I would advise the second proposal – linking the numerous small exporters in Pakistan with their buyers in North America and Europe. First, the cash balance is low, as shown in Exhibit 12. It would be risky to continue geographic expansion immediately without sufficient financial buffer for any crisis, especially when the tragic events of September 11 created considerable uncertainty. Second, under such an unstable political environment in Pakistan, multinationals may not have strong incentives to develop Pakistan operations. Hence, the timing for establishing supply-chain management businesses does not fit in. Relatively, the connecting service is more promising as the events of September 11 would create demand for trading companies to facilitate export sales. In addition, the linkages created would be beneficial to the expansion of TCS; yet, such a virtual platform should not cost much.
Awan should not seek external financing. First, the proposal does not demand much capital investment. Second, extra debts would increase the risks of the company. Third, TCS used not to take on any long-term debt. It would be simpler to rely on internal cash.
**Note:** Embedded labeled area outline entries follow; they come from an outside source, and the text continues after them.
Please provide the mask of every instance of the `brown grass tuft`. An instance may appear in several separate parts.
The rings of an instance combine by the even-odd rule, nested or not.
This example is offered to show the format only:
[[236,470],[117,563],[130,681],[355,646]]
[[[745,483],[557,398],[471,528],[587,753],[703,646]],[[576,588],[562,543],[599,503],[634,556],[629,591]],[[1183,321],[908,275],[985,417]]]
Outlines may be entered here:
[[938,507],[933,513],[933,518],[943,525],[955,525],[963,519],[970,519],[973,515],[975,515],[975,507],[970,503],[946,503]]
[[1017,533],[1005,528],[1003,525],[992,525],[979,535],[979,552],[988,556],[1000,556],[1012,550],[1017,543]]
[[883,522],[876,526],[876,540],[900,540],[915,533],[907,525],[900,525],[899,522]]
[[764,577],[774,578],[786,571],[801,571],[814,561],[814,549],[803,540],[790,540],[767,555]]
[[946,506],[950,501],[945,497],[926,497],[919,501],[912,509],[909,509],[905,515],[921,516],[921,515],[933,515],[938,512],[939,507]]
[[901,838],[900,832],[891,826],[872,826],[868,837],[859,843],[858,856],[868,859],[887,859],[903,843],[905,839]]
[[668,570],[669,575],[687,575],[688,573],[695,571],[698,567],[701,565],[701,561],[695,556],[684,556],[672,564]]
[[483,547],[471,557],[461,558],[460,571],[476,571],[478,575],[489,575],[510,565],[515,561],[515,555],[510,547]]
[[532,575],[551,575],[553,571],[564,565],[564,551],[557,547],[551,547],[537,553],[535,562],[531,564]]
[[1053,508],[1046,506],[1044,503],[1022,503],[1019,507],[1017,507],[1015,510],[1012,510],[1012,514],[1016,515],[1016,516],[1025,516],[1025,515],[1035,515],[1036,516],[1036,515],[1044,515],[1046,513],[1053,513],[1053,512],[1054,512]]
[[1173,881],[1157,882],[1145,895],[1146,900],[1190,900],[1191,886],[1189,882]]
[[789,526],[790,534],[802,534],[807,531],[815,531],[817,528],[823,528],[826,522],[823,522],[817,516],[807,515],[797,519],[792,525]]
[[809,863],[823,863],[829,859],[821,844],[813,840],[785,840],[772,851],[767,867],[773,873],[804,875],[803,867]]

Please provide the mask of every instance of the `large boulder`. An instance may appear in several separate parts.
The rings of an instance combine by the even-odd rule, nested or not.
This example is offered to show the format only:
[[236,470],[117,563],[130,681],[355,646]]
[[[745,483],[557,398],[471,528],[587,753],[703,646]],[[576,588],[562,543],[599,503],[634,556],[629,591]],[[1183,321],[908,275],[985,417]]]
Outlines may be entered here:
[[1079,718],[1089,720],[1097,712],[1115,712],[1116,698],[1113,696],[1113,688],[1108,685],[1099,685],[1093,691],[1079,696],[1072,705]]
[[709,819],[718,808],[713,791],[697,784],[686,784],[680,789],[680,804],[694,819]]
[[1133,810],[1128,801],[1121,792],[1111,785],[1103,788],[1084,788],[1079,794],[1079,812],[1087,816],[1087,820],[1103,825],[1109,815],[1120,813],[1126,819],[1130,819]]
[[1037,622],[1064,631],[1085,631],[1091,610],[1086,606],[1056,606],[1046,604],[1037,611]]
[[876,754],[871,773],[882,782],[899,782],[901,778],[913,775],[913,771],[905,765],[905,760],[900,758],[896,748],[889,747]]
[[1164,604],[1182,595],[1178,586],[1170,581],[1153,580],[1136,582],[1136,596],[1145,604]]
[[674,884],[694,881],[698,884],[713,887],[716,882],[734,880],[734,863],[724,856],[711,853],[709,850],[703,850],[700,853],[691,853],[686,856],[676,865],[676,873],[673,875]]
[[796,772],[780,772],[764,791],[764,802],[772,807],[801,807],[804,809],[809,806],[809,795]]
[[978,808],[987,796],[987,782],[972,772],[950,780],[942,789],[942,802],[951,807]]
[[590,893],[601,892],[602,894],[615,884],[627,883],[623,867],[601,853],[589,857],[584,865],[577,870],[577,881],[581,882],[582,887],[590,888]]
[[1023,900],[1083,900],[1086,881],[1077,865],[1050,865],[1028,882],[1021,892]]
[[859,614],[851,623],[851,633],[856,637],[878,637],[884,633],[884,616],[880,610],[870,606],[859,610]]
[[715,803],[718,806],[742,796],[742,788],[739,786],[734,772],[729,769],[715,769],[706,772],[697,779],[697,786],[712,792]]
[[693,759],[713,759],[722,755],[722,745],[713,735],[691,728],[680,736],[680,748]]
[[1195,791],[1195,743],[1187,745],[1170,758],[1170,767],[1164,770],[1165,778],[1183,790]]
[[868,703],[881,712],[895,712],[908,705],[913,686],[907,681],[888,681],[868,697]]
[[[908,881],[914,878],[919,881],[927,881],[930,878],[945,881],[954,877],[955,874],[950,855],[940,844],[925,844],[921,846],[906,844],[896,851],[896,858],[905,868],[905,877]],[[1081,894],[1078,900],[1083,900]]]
Awan believed TCS had great growth potential and was unwilling to exit the business before realizing full value. Later, we saw from Exhibit 22 “the statement of strategy, 2001-03”, TCS will continue developing its services through strategic alliances and with a focus on broadening its range of customized services. We observe there were still potentials for TCS to expand in terms of the scope of business and geographic locations. Thereby, we predict the valuation of TCS would improve as the time goes by.
Awan should start harvesting only when: (1) there are many hindrances on its market entry, or (2) the capital reserve is inadequate for further expansion.
In case (1), the business is likely to reach maturity stage and about to decline. The valuation performance is best at that time. Awan should then sell a large part of TCS to investment bank to harvest as much as possible.
In case (2), there are constraints on the business developments and attracting other stakeholders would help to improve its future financial performance. By selling small part of the company stakes to interested investors, it enables TCS to overcome financial problems and yield a better return in the future than forgoing expansion opportunities.